Similarity between mathematical expressions

106 Views Asked by At

I'm currently working on a neural network evaluating algebraic expressions. To validate the model we need a metric $D: X \times Y \to \mathbb{R^+}$, where $X$ and $Y$ are the predicted and correct answers. Examples for $D(\textbf{x},\textbf{y})$ could be, for $Z \in \mathbb{Z}$, \begin{align*} & D\left(\frac{\pi^{Z}}{Z} + \log{Z},\:\:\frac{\pi^{Z}}{Z}\right)\\ & D\bigg(Z \log{Z},\:\:\log{(Z \cdot Z)}\bigg). \\ \end{align*}

For example, if we consider the expression

\begin{equation} \frac{\pi^2}{6}, \end{equation}

our neural network might output a general expression, such as

\begin{equation} \frac{\pi^{Z}}{Z} + \log{Z}, \end{equation}

where $Z$ represents an integer (not necessarily the same integer!).

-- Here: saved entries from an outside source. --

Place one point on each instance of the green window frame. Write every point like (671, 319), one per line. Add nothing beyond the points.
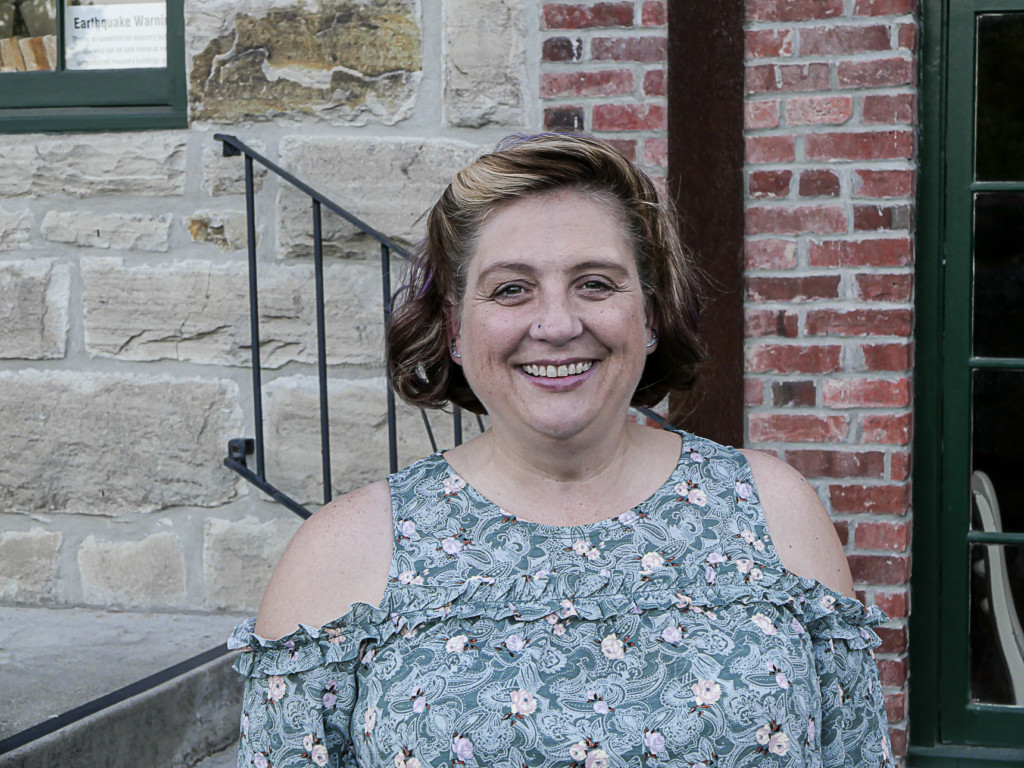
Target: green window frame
(99, 99)
(946, 727)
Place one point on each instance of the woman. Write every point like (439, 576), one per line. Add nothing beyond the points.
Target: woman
(568, 588)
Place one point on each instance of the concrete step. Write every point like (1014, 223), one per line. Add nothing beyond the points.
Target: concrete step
(54, 660)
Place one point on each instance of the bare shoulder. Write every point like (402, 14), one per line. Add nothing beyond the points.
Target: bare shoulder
(804, 536)
(341, 555)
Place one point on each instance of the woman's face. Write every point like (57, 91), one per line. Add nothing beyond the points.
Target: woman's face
(553, 328)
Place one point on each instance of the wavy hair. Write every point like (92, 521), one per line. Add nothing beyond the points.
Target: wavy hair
(418, 361)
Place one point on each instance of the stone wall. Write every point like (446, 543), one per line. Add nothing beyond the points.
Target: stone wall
(124, 351)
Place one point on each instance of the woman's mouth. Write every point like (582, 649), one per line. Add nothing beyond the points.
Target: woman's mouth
(557, 372)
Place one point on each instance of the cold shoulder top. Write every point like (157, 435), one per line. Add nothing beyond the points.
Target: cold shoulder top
(670, 635)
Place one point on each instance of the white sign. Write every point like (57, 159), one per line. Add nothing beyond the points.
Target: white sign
(130, 36)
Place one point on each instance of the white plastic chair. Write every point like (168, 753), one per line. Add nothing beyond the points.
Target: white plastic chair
(1008, 626)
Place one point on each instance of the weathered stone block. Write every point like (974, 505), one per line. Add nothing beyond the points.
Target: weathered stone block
(29, 564)
(343, 60)
(224, 229)
(484, 62)
(120, 231)
(14, 228)
(198, 311)
(34, 298)
(85, 164)
(97, 443)
(148, 573)
(388, 183)
(239, 557)
(358, 434)
(227, 175)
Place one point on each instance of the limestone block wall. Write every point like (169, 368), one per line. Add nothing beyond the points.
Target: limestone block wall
(124, 341)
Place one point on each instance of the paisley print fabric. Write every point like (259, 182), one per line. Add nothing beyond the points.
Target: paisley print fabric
(670, 635)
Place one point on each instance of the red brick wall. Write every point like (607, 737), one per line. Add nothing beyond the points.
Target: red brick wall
(830, 147)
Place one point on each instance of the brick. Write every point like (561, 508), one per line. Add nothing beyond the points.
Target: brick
(859, 145)
(770, 323)
(655, 152)
(653, 13)
(818, 110)
(884, 183)
(795, 393)
(892, 429)
(631, 117)
(823, 463)
(859, 323)
(819, 183)
(843, 39)
(605, 83)
(793, 289)
(884, 7)
(561, 49)
(882, 252)
(880, 568)
(797, 428)
(769, 254)
(875, 287)
(563, 119)
(793, 358)
(877, 73)
(768, 43)
(625, 146)
(895, 109)
(806, 77)
(793, 10)
(894, 537)
(761, 115)
(769, 184)
(654, 83)
(893, 639)
(878, 218)
(887, 356)
(629, 48)
(880, 500)
(893, 672)
(895, 604)
(796, 220)
(754, 392)
(585, 16)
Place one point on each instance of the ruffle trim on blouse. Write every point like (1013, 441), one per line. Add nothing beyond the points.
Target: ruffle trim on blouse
(824, 613)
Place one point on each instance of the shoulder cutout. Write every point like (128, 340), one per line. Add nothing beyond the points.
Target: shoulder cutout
(803, 534)
(339, 556)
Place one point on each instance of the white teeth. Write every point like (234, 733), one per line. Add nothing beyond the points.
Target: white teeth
(552, 372)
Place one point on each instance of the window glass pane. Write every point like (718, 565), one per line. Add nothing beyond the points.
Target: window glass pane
(996, 640)
(28, 35)
(999, 132)
(997, 451)
(998, 274)
(115, 35)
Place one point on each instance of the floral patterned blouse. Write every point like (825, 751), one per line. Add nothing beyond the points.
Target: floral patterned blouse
(670, 635)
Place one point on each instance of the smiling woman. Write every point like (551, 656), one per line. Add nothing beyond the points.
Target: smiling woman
(569, 588)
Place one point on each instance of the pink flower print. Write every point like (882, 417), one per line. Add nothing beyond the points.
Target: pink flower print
(778, 743)
(453, 484)
(654, 741)
(462, 748)
(612, 647)
(764, 624)
(706, 692)
(523, 702)
(274, 688)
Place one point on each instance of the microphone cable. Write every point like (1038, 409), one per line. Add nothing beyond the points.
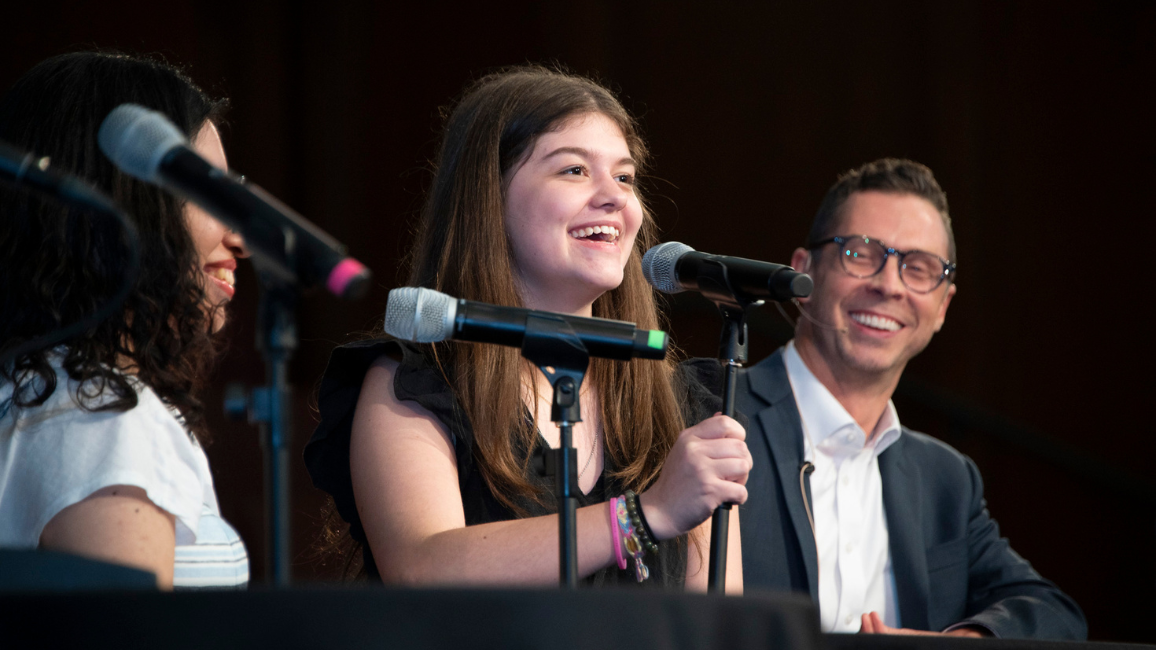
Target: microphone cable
(32, 172)
(807, 316)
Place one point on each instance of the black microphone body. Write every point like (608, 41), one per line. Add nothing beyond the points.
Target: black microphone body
(293, 249)
(425, 316)
(506, 325)
(746, 280)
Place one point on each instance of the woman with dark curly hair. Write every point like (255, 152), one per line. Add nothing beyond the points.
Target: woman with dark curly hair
(428, 450)
(101, 436)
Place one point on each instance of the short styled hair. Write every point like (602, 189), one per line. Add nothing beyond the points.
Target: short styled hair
(896, 176)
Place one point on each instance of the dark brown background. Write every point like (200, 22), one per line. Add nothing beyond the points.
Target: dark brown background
(1035, 116)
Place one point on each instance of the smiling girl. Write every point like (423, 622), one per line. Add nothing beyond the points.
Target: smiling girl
(428, 450)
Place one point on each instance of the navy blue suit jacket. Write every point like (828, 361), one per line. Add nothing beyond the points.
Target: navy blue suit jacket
(950, 563)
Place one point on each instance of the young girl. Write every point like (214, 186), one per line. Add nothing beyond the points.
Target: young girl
(428, 449)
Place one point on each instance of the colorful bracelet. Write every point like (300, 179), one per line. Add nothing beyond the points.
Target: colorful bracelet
(615, 534)
(630, 541)
(638, 519)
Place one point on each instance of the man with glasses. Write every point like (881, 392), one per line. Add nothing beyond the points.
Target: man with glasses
(884, 527)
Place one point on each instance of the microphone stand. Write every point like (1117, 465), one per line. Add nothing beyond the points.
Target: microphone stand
(269, 407)
(716, 286)
(551, 344)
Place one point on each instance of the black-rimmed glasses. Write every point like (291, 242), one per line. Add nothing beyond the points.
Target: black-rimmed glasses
(862, 257)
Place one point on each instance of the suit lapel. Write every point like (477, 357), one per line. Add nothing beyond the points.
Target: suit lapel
(902, 504)
(782, 430)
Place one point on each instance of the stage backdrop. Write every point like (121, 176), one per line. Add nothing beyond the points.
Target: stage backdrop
(1036, 118)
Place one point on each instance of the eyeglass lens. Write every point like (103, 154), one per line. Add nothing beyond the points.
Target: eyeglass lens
(919, 271)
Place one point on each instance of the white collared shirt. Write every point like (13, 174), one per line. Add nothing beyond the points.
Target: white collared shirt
(854, 558)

In this case, since $\frac{\pi^2}{6}$ can be written as $\frac{\pi^Z}{Z}$, the output expression would have a "high" similarity score.

We talked about brute forcing it by first pattern matching, in the sense that $\frac{\pi^Z}{Z}$ becomes $\frac{\pi^2}{6}$, and then trying different $Z$ values for $\log{Z}$.

More examples, of a high similarity score, could be (correct vs. generated)

\begin{align} Z \log{Z} \; \; &\text{vs.} \; \; \log{(Z \cdot Z)} \\ Z \; \; &\text{vs.} \; \; Z + Z + Z \; \; \text{(this is probably a very unlikely scenario)} \end{align}

Does anyone know of a metric/method for giving a quantitative measure of how close the above expressions are? We could also use a binary measure, such as the brute force method. We have the data in postfix notation, but can of course change it to other notations if that is needed.